O fanqueiro mostrou-se, ao princípio, muito ríspido com o guarda, mas este, que não era funcionário contratado, mas sim um homem bom e abastado (creio que negociava em cereais) e pessoa de bom senso também, não me soltou sem me levar à presença de um juiz de paz, no que, aliás, eu própria insisti. Quando viu que não conseguia nada, o lojista declarou:
- Pois leve-a aonde quiser; não tenho nada a dizer-lhe.
- Espero que nos acompanhe - volveu o outro, visto ter sido o senhor que ma confiou.
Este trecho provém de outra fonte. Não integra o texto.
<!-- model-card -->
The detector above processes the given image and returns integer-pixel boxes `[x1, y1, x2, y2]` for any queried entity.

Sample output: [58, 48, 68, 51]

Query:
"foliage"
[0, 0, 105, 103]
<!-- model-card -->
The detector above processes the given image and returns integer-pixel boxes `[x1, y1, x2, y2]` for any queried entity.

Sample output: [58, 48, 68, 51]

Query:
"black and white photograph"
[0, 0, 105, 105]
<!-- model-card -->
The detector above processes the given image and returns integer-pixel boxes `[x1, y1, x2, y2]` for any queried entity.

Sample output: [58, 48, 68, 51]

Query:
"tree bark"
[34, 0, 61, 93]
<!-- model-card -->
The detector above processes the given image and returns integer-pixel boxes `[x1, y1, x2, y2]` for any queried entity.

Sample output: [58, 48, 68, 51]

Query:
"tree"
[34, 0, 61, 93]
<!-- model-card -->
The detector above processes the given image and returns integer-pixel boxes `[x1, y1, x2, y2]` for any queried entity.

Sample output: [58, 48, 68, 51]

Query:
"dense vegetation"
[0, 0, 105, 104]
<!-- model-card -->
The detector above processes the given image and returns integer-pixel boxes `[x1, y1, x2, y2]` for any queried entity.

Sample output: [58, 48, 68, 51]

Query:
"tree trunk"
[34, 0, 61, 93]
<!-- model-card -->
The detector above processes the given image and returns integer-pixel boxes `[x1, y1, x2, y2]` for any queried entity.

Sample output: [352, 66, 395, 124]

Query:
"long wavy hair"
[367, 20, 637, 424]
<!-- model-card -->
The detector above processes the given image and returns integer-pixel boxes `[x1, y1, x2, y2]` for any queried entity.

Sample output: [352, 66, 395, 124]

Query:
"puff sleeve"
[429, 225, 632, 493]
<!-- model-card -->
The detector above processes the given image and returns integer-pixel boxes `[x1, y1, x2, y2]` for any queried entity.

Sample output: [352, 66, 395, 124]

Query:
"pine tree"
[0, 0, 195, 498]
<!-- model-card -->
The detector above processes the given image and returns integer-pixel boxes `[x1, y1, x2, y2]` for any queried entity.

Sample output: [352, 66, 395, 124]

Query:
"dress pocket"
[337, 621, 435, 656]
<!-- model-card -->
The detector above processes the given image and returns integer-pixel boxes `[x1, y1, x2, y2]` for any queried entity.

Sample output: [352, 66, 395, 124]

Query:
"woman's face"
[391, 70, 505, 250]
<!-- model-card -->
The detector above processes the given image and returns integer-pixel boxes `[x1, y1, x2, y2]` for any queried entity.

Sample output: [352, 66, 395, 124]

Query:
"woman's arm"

- Não pense nisso; já lhe afirmei que não tenho nada a dizer-lhe.
- Mas venha, senhor, peço-lhe para seu próprio bem; o juiz nada poderá fazer sem a sua presença.
- Trate da sua vida, amigo; repito-lhe nada ter a dizer a essa senhora e ordeno-lhe em nome do rei que a mande em paz.
- Verifico que não sabe o que é ser funcionário da justiça, senhor, e aconselho-o a não me obrigar a ser rude consigo - advertiu-o o guarda. - Já o está a ser, sem eu precisar de o obrigar - replicou o fanqueiro.
- Não é verdade! O senhor atentou contra a paz ao trazer da rua uma mulher honesta, que tratava da sua vida sem fazer mal a ninguém, reteve-a na sua loja e consentiu que os seus empregados a ofendessem e maltratassem, e ainda se atreve a dizer que eu estou a ser rude consigo! Penso que, pelo contrário, só dou provas de muita delicadeza por não lhe ordenar em nome do rei a acompanhar-me e não solicitar a todos os homens que passam à sua porta que me ajudem a levá-lo à força. Sabe perfeitamente que tenho autoridade para o fazer, mas ainda não o fiz e rogo-lhe, mais uma vez, que me acompanhe.